Showing posts with label order. Show all posts
Showing posts with label order. Show all posts

Sunday, 4 August 2019

Haydn, Happiness & Hope: A sermon at the Edinburgh Festival

When the first Edinburgh International Festival took place in 1947, it was “to heal the wounds of war through the language of the arts” by providing “a platform for the flowering of the human spirit”. The brief looked for a city with a distinguished setting and townscape that would embrace the opportunity “to make the festival a major preoccupation not only in the City Chambers but in the heart and home of every citizen, however modest”. That’s an aspiration to admire, not least for its idea that the arts need to find a place in our healing and flourishing, and that they belong to everyone, not only the wealthy or well-educated or privileged. An event that was any less generous or inclusive would not be the Edinburgh Festival we cherish.

Among possible festival locations, Salzburg was mentioned as the kind of city to emulate. So how apt to have the city of Mozart represented at this mass through his sublime Ave Verum, and indeed eighteenth century Austria, the homeland also of Joseph Haydn whose Little Organ Mass we are enjoying this morning. In its way, our music from the German-speaking world (including a Bach organ voluntary) affirms a confident Europeanism, our belonging to this continent that has enriched Scotland in so many ways and to which (setting a fine example to England) it remains sturdily committed. Brexit is not a word that’s understood in the world of music, theatre, film, letters or art.

The Haydn brothers Joseph and Michael, both great composers, were deeply religious men. Of Joseph’s Little Organ Mass one of the experts* has said: “in this music, Haydn’s religious character becomes glowingly apparent: instinctive and unquestioning in faith, yet celebratory and reverent, seeking devotion through the contemplation of beauty.” Near the end of his life he was taken to a performance of his Creation to celebrate his birthday. When they reached that glorious C major chord that bursts out of the representation of chaos at the start of the score, “And there was light”, Haydn, it is said, “raised his trembling arms to Heaven, as if in prayer to the Father of Harmony”.

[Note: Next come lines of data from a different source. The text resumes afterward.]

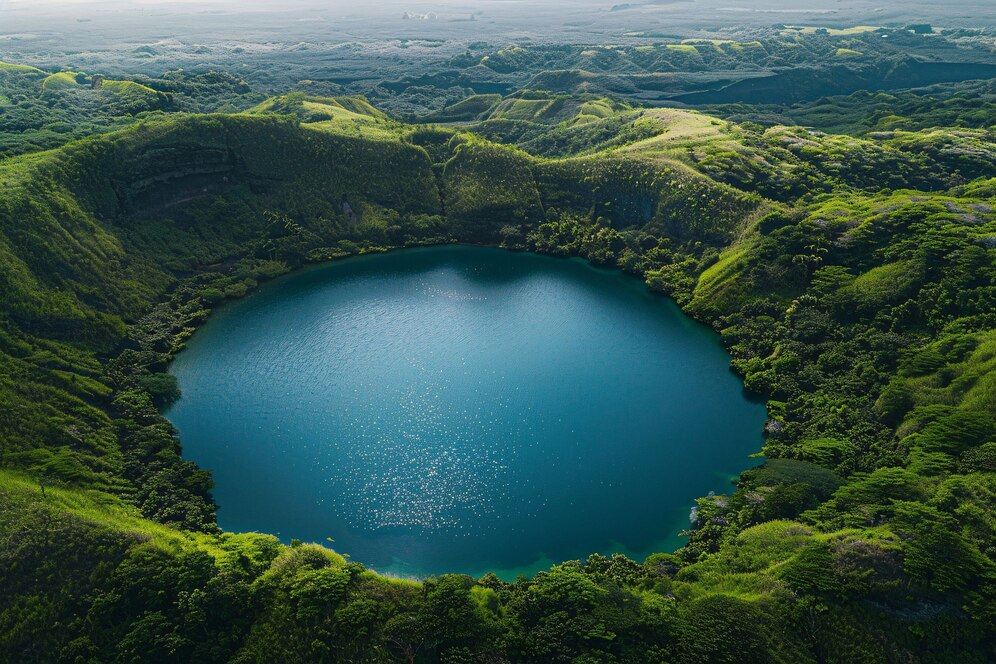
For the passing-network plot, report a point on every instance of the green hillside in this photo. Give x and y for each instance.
(853, 281)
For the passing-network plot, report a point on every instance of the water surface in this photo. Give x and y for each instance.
(462, 409)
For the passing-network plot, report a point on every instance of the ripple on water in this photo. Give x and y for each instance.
(459, 409)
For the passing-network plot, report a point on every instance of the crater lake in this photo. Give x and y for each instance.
(462, 409)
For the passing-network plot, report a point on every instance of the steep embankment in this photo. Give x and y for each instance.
(866, 316)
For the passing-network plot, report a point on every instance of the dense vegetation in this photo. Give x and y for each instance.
(852, 278)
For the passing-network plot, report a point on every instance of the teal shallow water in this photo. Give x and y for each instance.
(462, 409)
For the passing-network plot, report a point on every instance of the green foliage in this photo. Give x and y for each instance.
(864, 316)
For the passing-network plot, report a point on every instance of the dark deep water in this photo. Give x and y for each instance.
(462, 409)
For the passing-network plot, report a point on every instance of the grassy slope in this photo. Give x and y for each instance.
(116, 220)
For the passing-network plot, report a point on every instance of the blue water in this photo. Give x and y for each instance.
(462, 409)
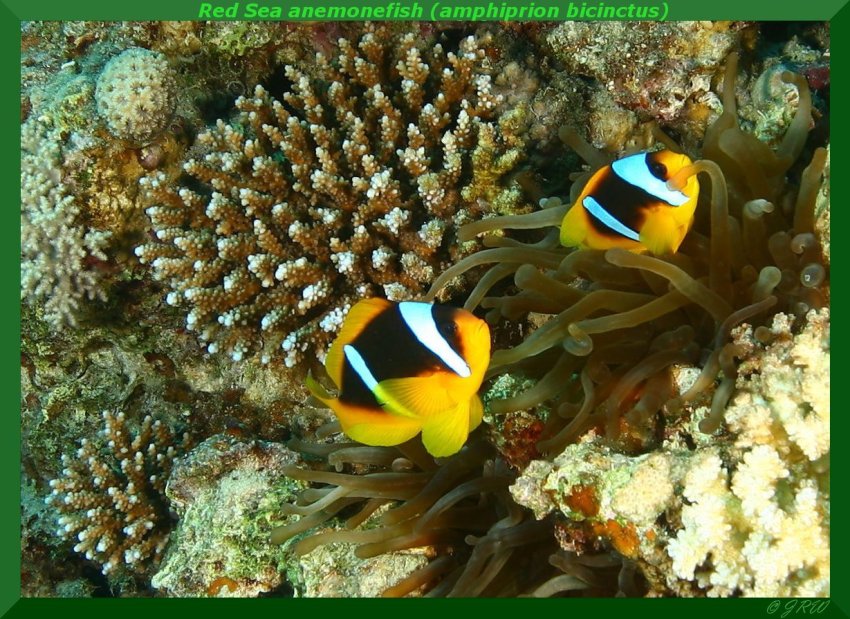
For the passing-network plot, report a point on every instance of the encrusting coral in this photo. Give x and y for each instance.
(56, 248)
(620, 320)
(743, 513)
(111, 495)
(136, 95)
(350, 186)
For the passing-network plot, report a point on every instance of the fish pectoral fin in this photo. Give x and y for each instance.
(476, 412)
(445, 433)
(381, 431)
(357, 319)
(573, 227)
(419, 396)
(661, 234)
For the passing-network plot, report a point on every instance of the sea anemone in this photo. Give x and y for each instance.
(620, 321)
(481, 543)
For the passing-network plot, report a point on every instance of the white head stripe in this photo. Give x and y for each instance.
(635, 172)
(598, 211)
(359, 364)
(418, 317)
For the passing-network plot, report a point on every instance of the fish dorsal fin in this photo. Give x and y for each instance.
(418, 396)
(358, 318)
(445, 433)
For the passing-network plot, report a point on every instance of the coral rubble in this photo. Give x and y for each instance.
(744, 513)
(225, 491)
(349, 186)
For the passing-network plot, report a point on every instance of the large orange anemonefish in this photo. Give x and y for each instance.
(628, 204)
(404, 368)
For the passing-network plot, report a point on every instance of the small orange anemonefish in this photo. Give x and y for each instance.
(628, 204)
(404, 368)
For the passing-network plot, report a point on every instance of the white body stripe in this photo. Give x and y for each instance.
(635, 172)
(418, 317)
(598, 211)
(359, 364)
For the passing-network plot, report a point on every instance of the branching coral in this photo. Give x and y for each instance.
(349, 186)
(55, 247)
(112, 498)
(620, 321)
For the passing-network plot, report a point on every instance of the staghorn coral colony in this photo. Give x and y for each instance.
(202, 202)
(348, 187)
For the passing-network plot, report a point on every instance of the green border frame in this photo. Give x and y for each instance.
(12, 12)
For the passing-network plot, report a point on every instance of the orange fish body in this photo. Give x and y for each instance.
(405, 368)
(628, 204)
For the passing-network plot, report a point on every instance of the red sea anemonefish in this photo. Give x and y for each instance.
(629, 204)
(404, 368)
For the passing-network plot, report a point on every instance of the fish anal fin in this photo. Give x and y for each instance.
(445, 433)
(357, 319)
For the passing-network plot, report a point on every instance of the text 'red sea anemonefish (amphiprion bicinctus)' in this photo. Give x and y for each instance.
(405, 368)
(629, 204)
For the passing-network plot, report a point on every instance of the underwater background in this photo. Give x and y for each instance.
(203, 202)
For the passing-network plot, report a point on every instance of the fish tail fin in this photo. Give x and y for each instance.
(445, 433)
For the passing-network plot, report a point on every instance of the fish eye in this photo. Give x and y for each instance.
(658, 169)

He spoke to his biographer about composing an Agnus Dei for one of his late masses. “I prayed, not like a miserable sinner in despair but calmly, slowly. I felt that an Infinite God would surely have mercy on his finite creature, pardoning dust for being dust. I experienced a joy so confident that as I composed to the words of the prayer, I could not suppress my joy but gave vent to my happy spirits and wrote above the miserere, Allegro. Not at all like the more reflective adagios we are used to at this point in the liturgy. But that is Haydn, always taking us by surprise, not least spiritually. My daughter and I once went to his mausoleum at Eisenstadt in Lower Austria, near the Palace of the Esterhazys he’d served so loyally. Inside they were playing a cd of one of his masses. I needed to honour the great man and thank him for all that he’d meant to me. It was most moving.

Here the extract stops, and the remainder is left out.